Abstract

AbstractThe Free‐Electron Laser (FEL) FLASH offers the worldwide still unique capability to study ultrafast processes with high‐flux, high‐repetition rate extreme ultraviolet, and soft X‐ray pulses. The vast majority of experiments at FLASH are of pump–probe type. Many of them rely on optical ultrafast lasers. Here, a novel FEL facility laser is reported which combines high average power output from Yb:YAG amplifiers with spectral broadening in a Herriott‐type multipass cell and subsequent pulse compression to sub‐100‐fs durations. Compared to other facility lasers employing optical parametric amplification, the new system comes with significantly improved noise figures, compactness, simplicity, and power efficiency. Like FLASH, the optical laser operates with 10‐Hz burst repetition rate. The bursts consist of 800‐μs long trains of up to 800 ultrashort pulses being synchronized to the FEL with femtosecond precision.
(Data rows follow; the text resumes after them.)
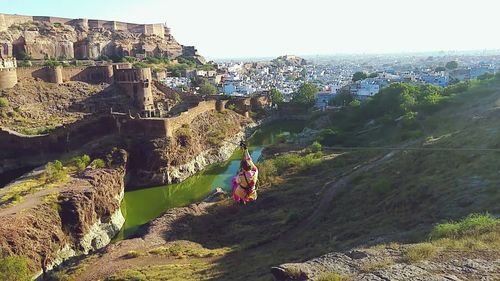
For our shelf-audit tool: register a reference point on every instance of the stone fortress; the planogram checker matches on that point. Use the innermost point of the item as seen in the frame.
(41, 37)
(88, 39)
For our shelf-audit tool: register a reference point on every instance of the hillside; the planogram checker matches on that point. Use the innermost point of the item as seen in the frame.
(40, 38)
(380, 214)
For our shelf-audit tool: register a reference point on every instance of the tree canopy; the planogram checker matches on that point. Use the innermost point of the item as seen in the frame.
(306, 94)
(360, 75)
(276, 96)
(208, 89)
(452, 65)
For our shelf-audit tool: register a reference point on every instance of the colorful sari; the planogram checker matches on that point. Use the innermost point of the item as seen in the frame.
(244, 183)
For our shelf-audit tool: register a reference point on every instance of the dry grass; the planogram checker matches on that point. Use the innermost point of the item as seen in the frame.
(194, 270)
(183, 249)
(420, 252)
(372, 266)
(133, 255)
(332, 276)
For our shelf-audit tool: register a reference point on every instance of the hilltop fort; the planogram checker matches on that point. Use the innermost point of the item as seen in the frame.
(40, 37)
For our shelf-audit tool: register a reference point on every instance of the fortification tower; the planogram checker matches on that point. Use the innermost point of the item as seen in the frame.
(8, 73)
(55, 74)
(136, 83)
(3, 23)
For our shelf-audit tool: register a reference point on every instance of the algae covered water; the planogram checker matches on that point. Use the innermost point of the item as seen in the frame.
(141, 206)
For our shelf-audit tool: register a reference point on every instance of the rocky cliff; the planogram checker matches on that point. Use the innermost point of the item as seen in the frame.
(70, 220)
(388, 263)
(212, 137)
(47, 37)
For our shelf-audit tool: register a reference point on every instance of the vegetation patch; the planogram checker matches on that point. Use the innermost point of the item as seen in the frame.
(372, 266)
(133, 255)
(14, 268)
(475, 232)
(420, 252)
(183, 249)
(332, 276)
(194, 270)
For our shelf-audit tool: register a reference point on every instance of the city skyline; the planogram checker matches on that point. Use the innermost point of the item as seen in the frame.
(243, 29)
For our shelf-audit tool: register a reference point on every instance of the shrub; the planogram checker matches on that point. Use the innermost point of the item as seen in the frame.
(52, 63)
(98, 164)
(55, 172)
(132, 255)
(355, 103)
(332, 276)
(14, 268)
(128, 275)
(81, 163)
(472, 225)
(293, 216)
(267, 171)
(140, 65)
(4, 103)
(128, 59)
(419, 252)
(315, 147)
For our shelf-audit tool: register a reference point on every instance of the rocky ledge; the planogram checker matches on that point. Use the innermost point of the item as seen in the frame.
(205, 158)
(390, 264)
(84, 215)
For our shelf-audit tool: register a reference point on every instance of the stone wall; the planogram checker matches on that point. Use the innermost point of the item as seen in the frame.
(8, 78)
(188, 116)
(91, 74)
(148, 29)
(62, 139)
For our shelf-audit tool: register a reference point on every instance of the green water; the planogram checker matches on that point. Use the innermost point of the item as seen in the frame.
(141, 206)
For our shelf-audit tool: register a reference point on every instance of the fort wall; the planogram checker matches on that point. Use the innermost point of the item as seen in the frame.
(8, 78)
(91, 74)
(73, 136)
(148, 29)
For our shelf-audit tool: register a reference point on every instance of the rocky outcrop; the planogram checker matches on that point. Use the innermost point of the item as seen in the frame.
(205, 158)
(46, 37)
(389, 265)
(210, 138)
(84, 216)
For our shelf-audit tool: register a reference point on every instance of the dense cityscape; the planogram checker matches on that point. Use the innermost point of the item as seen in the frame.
(333, 75)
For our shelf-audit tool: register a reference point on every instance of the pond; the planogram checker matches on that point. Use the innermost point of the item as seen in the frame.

In the experimental chamber, pulses with up to 50‐μJ energy, 60‐fs full‐width half‐maximum duration and 1‐MHz rate at 1.03‐μm wavelength are available and can be adjusted by computer‐control. Moreover, nonlinear polarization rotation is implemented to improve laser pulse contrast. First cross‐correlation measurements with the FEL at the plane‐grating monochromator photon beamline are demonstrated, exhibiting the suitability of the laser for user experiments at FLASH.

Highlights

  • The superconducting Free-Electron Laser (FEL) FLASH provides ultrashort, extremely powerful pulses in the XUV and soft X-ray spectral range (1.5 nm to 50 nm) at the highest repetition rates worldwide

  • It is the first optical laser in FEL beamline user operation which relies on the concept of nonlinear spectral broadening in Herriott-type multipass cells (MPC).[5,6]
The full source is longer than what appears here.